In many calculations in the 1, 2 or 3 dimensional data we only have calculated values in the points of our

calculating grid, but for the further analysis we need to know, at least approximated values in any points

within the range of our domain.

In this article I will show, how to interpolate 3D domain with SciPy library.

Domain for interpolation

First of all, load libraries

import numpy as np
from scipy.interpolate import RegularGridInterpolator

At the second step we need to make a function to calculate our test function and create domain for

calculations.

# this is our test function
def f(x, y, z):
return 2 * x**2 + 3 * y**2 + z
X, Y, Z = np.mgrid[0:5:10j, 0:10:20j, 0:20:40j]
data = f(X, Y, Z)

for working with RegularGridInterpolator it is necessary to use mgrid, or meshgrid with options

indexing='ij', sparse=True.

Initializing and using Interpolator

When data is calculated in every point, it is necessary to initialize interpolator. At the moment, in 3D

space, only "linear" and "nearest"methods are available.

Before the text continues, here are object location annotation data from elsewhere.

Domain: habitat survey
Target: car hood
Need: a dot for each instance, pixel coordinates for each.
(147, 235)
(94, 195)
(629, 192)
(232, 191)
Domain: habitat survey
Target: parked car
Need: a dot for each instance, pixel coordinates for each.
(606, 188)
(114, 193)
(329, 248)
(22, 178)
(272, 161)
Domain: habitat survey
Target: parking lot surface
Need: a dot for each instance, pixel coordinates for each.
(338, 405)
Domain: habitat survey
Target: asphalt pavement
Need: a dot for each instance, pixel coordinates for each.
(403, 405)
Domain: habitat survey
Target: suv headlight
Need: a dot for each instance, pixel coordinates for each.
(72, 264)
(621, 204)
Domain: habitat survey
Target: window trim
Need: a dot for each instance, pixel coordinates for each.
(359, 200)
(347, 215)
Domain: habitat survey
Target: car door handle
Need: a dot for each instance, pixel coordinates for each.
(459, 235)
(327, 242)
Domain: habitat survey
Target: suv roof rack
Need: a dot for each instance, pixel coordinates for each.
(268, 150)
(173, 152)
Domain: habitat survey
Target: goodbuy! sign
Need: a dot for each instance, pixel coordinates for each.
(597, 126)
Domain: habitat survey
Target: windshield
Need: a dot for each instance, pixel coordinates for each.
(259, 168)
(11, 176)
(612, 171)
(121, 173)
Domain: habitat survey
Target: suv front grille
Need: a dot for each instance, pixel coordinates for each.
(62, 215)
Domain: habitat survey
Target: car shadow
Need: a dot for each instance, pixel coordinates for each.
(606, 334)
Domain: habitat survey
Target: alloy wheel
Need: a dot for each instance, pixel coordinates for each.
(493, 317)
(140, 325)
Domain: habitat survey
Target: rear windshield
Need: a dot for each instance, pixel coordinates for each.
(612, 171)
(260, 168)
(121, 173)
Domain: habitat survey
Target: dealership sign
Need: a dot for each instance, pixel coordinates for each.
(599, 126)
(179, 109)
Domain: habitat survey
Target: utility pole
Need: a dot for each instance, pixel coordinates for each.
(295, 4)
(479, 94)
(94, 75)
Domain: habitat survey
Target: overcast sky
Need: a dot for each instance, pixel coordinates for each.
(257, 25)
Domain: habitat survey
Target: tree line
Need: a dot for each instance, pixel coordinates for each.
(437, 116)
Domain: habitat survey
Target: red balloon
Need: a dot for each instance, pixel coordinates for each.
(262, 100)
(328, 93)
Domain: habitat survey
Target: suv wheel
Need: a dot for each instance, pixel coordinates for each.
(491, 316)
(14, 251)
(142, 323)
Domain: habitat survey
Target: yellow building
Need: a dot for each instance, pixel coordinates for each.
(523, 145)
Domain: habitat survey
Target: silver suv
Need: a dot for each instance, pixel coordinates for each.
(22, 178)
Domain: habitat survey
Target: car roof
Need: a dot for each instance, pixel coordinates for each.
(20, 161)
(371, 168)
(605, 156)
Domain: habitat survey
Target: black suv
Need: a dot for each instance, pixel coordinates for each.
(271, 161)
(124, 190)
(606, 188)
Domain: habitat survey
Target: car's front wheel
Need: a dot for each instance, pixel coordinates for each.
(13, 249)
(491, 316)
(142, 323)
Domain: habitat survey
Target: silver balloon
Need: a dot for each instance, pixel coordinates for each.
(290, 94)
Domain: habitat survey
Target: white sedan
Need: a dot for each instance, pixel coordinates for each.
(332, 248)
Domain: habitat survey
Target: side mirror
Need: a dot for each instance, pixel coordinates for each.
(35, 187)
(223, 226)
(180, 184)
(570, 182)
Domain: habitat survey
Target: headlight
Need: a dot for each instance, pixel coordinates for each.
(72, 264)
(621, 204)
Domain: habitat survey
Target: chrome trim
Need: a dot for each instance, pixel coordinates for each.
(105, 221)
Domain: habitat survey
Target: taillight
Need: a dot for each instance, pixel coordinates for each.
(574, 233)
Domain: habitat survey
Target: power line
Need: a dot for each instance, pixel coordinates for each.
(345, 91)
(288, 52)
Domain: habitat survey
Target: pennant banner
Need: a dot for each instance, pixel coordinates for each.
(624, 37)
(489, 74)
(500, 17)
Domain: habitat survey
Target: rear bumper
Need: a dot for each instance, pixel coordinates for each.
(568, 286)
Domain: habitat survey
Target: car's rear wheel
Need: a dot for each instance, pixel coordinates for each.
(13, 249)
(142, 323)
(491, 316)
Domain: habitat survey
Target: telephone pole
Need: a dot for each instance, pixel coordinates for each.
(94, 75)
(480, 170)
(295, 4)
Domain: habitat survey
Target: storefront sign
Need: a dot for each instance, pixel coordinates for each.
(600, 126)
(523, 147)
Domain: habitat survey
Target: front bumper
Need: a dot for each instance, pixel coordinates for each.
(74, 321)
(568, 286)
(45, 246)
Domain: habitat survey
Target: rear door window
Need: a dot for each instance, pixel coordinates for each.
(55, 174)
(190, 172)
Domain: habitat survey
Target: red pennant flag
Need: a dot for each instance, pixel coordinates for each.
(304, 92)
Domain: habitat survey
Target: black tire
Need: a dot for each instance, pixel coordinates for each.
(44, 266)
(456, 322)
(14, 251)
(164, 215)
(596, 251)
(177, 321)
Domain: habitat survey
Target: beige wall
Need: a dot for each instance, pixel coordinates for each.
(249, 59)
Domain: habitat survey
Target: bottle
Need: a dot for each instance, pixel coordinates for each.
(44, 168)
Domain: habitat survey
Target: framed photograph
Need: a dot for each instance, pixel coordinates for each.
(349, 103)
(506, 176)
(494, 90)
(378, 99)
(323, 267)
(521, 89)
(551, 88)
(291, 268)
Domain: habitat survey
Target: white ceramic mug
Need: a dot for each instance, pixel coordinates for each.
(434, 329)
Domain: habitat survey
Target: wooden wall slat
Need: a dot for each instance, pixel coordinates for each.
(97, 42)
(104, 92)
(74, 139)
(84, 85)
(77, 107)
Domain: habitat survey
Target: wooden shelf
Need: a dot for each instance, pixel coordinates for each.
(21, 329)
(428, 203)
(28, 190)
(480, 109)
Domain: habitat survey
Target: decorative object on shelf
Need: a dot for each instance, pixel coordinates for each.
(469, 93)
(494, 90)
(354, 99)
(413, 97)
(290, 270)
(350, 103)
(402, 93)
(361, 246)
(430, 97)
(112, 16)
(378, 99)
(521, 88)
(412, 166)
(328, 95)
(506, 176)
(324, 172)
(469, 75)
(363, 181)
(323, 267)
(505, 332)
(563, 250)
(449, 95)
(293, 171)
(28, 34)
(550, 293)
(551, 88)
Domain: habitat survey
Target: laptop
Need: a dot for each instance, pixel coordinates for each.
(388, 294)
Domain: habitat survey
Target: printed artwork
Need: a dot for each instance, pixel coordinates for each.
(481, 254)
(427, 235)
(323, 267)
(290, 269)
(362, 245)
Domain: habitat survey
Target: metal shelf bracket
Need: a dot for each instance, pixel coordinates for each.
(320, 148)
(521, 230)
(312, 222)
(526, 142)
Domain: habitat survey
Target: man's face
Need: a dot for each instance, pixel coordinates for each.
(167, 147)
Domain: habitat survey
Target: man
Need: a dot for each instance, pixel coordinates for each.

interpolator = RegularGridInterpolator((X[:,0,0], Y[0,:,0], Z[0,0,:]), data, method='linear')

When the interpolator is initialized, we can ise it for calculation values for any points within our domain.

pts = np.array([[2.23, 3.58, 10.3],
[4.34, 8.22, 17.21]])
print(interpolator(pts))
# [ 58.86455114 257.7785469 ]
print([f(2.23, 3.58, 10.3), f(4.34, 8.22, 17.21)])
# [58.69499999999999, 257.5864]

The interpolation looks pretty close to real values.

Published: 2022-10-10 22:24:57